晏南修隔着窗帘看着晃动的虚影,越发的心慌,他从龙榻直坐起来,乌青的长发下面,一张棱角分明的脸,冷烈得过分。
高公公听到了动静,挪着步子朝里间走去,看到皇上正在穿衣,快步跑到他身边,连忙上手帮忙整着衣襟。
“皇上,才三更天,不多睡会儿吗?”
晏南修一言不发,神情露出几分凝重。
高公公感觉到他心神不宁,小声说:“皇上最近总是睡不实沉,要不要……叫个宫女进来侍寝。”
皇上除了去王府,从未唤人侍寝,这事儿自然瞒不住众臣。
皇上从南信回来后,除了得一公主,再也没有生出子嗣。
官员们递上来的折子结尾处都在祝贺皇上喜得公主,愿皇上早日再添龙子,为大赤多多开枝散叶。
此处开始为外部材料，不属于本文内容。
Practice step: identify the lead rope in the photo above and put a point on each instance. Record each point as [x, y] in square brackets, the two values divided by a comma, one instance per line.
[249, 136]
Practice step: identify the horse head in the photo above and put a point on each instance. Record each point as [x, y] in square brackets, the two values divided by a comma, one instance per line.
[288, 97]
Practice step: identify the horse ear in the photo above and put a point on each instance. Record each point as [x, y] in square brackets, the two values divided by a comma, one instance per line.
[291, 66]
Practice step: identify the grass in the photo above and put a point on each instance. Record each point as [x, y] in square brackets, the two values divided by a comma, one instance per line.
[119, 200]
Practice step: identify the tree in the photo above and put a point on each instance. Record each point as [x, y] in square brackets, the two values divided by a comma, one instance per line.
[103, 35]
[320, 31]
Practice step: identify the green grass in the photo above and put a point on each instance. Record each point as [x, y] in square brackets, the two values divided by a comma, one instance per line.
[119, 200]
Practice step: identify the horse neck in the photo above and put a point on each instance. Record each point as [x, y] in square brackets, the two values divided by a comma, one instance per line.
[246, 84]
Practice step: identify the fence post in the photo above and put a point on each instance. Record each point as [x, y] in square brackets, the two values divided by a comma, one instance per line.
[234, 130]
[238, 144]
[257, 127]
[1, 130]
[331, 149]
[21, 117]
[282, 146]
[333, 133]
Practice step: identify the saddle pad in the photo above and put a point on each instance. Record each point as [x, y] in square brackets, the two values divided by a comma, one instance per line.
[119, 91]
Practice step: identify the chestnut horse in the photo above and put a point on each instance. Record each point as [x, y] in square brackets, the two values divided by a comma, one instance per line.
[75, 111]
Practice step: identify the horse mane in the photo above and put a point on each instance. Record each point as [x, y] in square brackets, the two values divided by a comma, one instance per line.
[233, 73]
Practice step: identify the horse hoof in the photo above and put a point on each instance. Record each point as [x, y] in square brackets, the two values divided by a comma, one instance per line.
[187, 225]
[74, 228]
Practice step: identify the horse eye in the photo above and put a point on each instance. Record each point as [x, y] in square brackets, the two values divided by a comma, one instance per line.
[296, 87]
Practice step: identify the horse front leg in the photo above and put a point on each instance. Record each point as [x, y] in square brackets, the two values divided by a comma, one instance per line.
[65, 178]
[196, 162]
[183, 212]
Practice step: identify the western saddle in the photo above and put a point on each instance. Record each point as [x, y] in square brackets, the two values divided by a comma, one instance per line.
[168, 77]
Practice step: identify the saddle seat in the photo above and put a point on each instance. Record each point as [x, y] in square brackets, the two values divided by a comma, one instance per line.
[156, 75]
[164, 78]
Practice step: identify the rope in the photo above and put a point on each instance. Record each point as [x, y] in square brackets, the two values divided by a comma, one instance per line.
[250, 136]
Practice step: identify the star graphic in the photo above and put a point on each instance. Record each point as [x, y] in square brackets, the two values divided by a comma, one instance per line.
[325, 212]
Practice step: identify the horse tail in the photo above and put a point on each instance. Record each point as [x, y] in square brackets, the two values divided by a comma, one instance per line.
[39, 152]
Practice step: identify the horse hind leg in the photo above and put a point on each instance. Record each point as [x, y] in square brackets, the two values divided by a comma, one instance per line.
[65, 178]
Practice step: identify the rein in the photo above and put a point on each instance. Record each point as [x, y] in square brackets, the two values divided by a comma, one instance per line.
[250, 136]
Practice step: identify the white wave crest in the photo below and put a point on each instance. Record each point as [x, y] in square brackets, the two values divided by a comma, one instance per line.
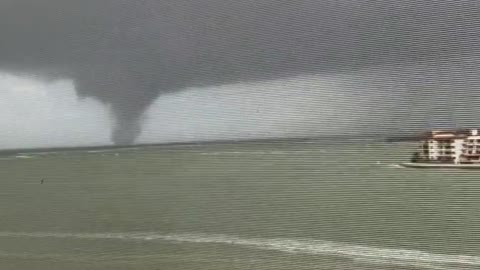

百官们的不满已经溢于言表,皇上却置之不理,高栓看得愁人,满腔苦言,无处诉说。
他理着皇上的衣领,察觉到皇上脸色没什么异样,胆子更大了些。
“云姑娘很快要进宫了,皇上纳妃的事,也提上了日程,皇上往后啊,也要雨露均沾……”
“不要!”
晏南修烦燥的摸了把下巴的胡渣,眉宇间透着股子阴郁,“朕只要云裳,只要她!”